Either way, it is a bruising result for Johnson – who was already the cause of anger among many of his own MPs, not only because of standards and parties, but also Covid restrictions that led to big rebellions last week. Some are discussing the end of Johnson’s tenure – but many I speak to do not think this is the right time. “Can you imagine us launching a leadership challenge while the country is facing Omicron and could end up in lockdown?” asked one MP. But that doesn’t mean everything is OK. As one minister said, there are open conversations about the idea of a different Conservative leading the party into the next election. On challenging Johnson, they said: “Not now, but he has three months in the new year to turn it around.”

Boris Johnson is under increased scrutiny from his own MPs.

Another argued that there were some things that could provide a critical blow to Johnson’s premiership.

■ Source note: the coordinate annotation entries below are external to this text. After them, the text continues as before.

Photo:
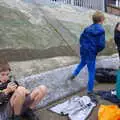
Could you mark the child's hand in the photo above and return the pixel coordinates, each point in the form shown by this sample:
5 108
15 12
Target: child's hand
11 87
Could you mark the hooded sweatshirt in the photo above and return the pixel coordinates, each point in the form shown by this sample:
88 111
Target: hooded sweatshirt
117 39
92 41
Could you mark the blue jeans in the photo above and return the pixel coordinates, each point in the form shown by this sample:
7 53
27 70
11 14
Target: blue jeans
91 72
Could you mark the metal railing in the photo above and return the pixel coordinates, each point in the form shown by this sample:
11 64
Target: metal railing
93 4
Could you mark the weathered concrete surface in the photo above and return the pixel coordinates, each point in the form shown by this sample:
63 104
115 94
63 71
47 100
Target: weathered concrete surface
57 80
57 83
26 68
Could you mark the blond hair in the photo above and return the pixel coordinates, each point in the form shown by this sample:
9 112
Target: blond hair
97 17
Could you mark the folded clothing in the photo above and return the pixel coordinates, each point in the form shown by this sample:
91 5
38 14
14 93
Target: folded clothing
77 108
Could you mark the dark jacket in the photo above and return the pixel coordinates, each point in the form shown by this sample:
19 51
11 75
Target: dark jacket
92 41
117 39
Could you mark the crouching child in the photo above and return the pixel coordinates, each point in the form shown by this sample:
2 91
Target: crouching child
16 101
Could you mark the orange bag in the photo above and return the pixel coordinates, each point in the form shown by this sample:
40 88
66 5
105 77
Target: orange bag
109 112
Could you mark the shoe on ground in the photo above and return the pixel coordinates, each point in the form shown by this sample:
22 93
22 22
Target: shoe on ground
72 77
30 115
93 97
16 117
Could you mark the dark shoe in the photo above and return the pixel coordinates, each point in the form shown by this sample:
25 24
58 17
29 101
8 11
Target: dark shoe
16 117
72 77
93 97
30 115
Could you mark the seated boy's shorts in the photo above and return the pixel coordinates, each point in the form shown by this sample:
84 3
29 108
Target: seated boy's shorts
7 110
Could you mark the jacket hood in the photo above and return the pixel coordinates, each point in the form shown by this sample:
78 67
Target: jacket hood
95 29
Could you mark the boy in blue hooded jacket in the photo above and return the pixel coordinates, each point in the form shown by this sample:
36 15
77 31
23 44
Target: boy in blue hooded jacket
92 41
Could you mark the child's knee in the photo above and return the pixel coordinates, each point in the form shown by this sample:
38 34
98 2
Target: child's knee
20 92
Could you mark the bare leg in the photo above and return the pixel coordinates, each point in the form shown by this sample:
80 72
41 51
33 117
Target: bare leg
37 94
17 100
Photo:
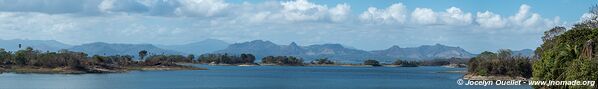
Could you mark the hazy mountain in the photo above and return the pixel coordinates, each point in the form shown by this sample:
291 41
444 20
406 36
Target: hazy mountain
201 47
335 52
43 45
425 52
524 52
101 48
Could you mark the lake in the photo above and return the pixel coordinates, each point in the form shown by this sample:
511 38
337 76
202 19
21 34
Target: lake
252 77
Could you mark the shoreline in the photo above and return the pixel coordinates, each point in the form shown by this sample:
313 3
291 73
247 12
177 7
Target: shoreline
92 70
470 76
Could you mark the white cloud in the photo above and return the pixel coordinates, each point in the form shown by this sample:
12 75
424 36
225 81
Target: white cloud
394 13
454 16
490 20
340 12
205 8
587 16
302 10
176 21
423 16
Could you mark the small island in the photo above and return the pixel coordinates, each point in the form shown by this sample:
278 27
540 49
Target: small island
64 61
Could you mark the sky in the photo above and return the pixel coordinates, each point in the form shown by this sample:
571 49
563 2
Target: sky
475 25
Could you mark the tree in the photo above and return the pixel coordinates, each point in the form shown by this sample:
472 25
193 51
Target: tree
550 34
371 62
322 61
142 54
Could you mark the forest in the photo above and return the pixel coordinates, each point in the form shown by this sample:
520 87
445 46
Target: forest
29 60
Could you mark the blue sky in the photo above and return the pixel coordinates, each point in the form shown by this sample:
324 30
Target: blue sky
474 25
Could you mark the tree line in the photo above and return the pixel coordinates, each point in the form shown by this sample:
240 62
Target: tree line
569 54
502 63
29 57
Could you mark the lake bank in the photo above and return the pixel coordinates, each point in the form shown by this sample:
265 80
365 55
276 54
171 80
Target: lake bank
95 69
253 77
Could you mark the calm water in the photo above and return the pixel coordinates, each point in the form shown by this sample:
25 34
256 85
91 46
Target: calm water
256 77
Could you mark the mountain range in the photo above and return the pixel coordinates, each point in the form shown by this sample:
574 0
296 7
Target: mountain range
260 48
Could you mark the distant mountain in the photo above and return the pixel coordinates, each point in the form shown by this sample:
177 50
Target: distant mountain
524 52
101 48
335 52
201 47
43 45
424 52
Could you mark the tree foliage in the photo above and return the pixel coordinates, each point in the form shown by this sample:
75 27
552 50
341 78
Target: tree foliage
371 62
502 63
282 60
29 57
569 56
227 59
322 61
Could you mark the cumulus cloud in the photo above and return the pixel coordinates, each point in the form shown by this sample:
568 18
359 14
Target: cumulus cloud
454 16
423 16
587 16
490 20
127 6
340 12
394 13
205 8
175 21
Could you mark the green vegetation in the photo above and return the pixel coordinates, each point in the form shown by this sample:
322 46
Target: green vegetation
64 61
404 63
283 60
502 63
569 54
227 59
444 61
371 62
322 61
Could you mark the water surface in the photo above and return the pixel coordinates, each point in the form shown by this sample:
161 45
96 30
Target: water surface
254 77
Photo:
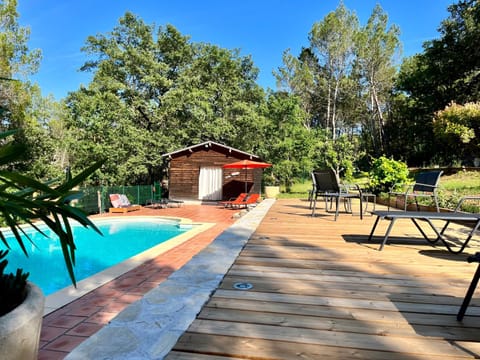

They said: “If Lord Geidt concludes that [Johnson] misled him, then he’s finished. If it turns out he was aware or complicit in law-breaking, he’s finished. And frankly, if Omicron goes badly there is not a reservoir of goodwill to draw upon.” “He has to change and do things differently,” added a third MP. For some the timeline is shorter. This morning Sir Roger Gale argued that the next three weeks, rather than months, were critical, saying Johnson had suffered two strikes: “one more strike and he’s out”. Charles Walker MP agreed that the new year was key but that now was not the time for the party to look inwards. “It’s been an incredibly difficult two months and the prime minister has taken responsibility for that. It has got to be a better three months,” he said. “As someone who has regularly been in a different division lobby to the prime minister when it comes to Covid, it is simply not the time for colleagues to start speculating about leadership challenges. “All governments have very difficult patches and all fall behind in the opinion polls – that is the unbreakable rule of politics.”